I did my usual internet search, found that there were a lot of Robert Kahns around, and that this one is the webpage editor for Courthouse News Service. Here’s their masthead.

One thing I’ve noticed about CNS is that many of the articles have what I call “snarky lawyer tone”. Now I don’t mean this to be offensive to lawyers, but in some cases in their culture, it is OK to have a tone that “other people are stupid and malevolent and we are smart and good.” It’s a style that you often see in appeals and litigation.

I remember one late night, a person was working on an appeal and wrote the response in the same tone “if the appellants had read the case they cited, they would understand that in fact…”. There wasn’t much I could do to help her, so I volunteered to “desnarkify” the response. Hype, snark, nastiness, snark, hype.

Having been brought up in the more genial groves of forest science, I find the tone.. well, nasty and offputting. And when I see hype, I tend to think “either that person has a casual acquaintance with the truth or they aren’t choosing to tell me the truth for some reason”. Either way, they are off my list of “people to whom I listen.”

So let’s deconstruct a bit of Kahn’s column.

Scientists are better than politicians because scientists want to know if they’re wrong.

Wow! I have worked in the science biz and it’s really, really not that simple. Scientists are human, and probably don’t want to know they’re wrong, if for example, they can’t get more funding or particularly if their archenemy turns out to be correct. Of course, it’s just silly to make these global statements anyway. I have met good scientist and good politicians and bad scientists and bad politicians (in the moral sense). I have noticed that a great deal of the “let science determine” the outcomes doesn’t actually come from scientists. In some cases, it comes from NGOs with many lawyers on their staffs and not too many scientists who know the “sausage-making”- like qualities of making science (usually we think of laws that way, but the scientific process is not always pretty, either).

Politicians – and their friends in the timber and cattle industries – don’t give a damn. So long as the money rolls in: to them.

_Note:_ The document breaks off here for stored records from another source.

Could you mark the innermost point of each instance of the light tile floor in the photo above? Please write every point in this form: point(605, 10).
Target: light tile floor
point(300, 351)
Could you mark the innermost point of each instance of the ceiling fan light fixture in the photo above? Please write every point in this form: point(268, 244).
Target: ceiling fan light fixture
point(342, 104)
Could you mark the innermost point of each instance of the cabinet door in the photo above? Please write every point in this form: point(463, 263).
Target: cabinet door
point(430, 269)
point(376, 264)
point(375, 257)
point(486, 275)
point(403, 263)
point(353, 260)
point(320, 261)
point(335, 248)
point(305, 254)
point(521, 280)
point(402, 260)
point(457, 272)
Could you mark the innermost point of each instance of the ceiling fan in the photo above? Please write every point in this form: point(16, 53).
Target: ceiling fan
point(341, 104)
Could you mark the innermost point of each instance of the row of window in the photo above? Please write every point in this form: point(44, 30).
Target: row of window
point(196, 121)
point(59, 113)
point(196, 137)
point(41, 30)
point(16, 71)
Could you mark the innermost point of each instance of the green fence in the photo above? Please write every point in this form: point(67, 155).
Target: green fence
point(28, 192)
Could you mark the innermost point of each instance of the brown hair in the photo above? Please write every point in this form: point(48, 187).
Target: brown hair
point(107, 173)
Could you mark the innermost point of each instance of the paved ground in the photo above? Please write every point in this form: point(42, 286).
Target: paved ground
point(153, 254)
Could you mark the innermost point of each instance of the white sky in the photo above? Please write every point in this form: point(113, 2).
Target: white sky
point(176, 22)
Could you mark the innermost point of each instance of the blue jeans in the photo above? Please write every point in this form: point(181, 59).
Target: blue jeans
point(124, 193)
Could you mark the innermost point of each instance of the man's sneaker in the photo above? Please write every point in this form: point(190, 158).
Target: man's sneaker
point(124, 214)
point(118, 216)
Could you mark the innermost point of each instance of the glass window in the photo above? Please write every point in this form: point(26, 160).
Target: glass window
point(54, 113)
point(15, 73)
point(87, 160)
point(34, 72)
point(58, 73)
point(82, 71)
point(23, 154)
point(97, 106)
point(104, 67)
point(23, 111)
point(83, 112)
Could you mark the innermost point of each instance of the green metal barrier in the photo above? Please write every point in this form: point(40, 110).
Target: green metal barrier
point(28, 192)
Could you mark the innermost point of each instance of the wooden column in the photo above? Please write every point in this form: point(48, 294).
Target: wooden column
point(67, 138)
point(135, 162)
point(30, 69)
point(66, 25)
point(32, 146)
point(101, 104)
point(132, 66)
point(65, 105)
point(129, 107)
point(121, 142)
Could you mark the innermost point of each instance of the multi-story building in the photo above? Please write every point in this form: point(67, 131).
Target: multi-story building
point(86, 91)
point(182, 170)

That’s also pretty global. I worked on Capitol Hill (not sure that Robert ever did) and politicians get donations from timber folks and cattle folks and environmental folks (perhaps different politicians from different folks), but the point is.. oh, perhaps getting money from environmental groups is Good and Holy and getting money from timber and cattle folks is Evil and Venal.

I see 5,000 lawsuits a week editing the Courthouse News page – stories of rape, murder, drugs, perversion, official corruption – revolting stuff.
But the most obnoxious lawsuit I saw this week was from the timber and cattle industries, which claimed that scientists exert “improper influence” on the U.S. Forest Service, by seeking ecological sustainability above industry profits in National Forests.

I have to admit my stomach turned when someone says that an obtuse lawsuit against an obtuse planning rule is more obnoxious than rape and murder. Of course, “seeking ecological sustainability above industry profits” is an oversimplification.

The people litigating, in my view, are worried that some of the complicated language in the new rule could be interpreted by courts in silly ways to the detriment of the land and the people. Because, if things are fuzzy, then certain circuits and NGOs are going to make the determination-not based on the best policy but based on their interpretation of the fuzzy regulation-with a hefty dose of their own predilections in interpreting the fuzz. The litigants probably want the language to be clearer in the first place. I wonder if we could save lots of money by taking the phrases in question and having an open discussion about what we hope to achieve and what are our fears. That is what a FACA committee could have done for the rule-writing effort; people who differ speaking to each other directly and not each independently making their case to the FS.

Anyway, I just don’t see why folks can’t disagree without being nasty. And I really hate comparing rape or murder to interpreting the intersection of social, economic and “ecological” sustainability- a legalistic and paperworky exercise.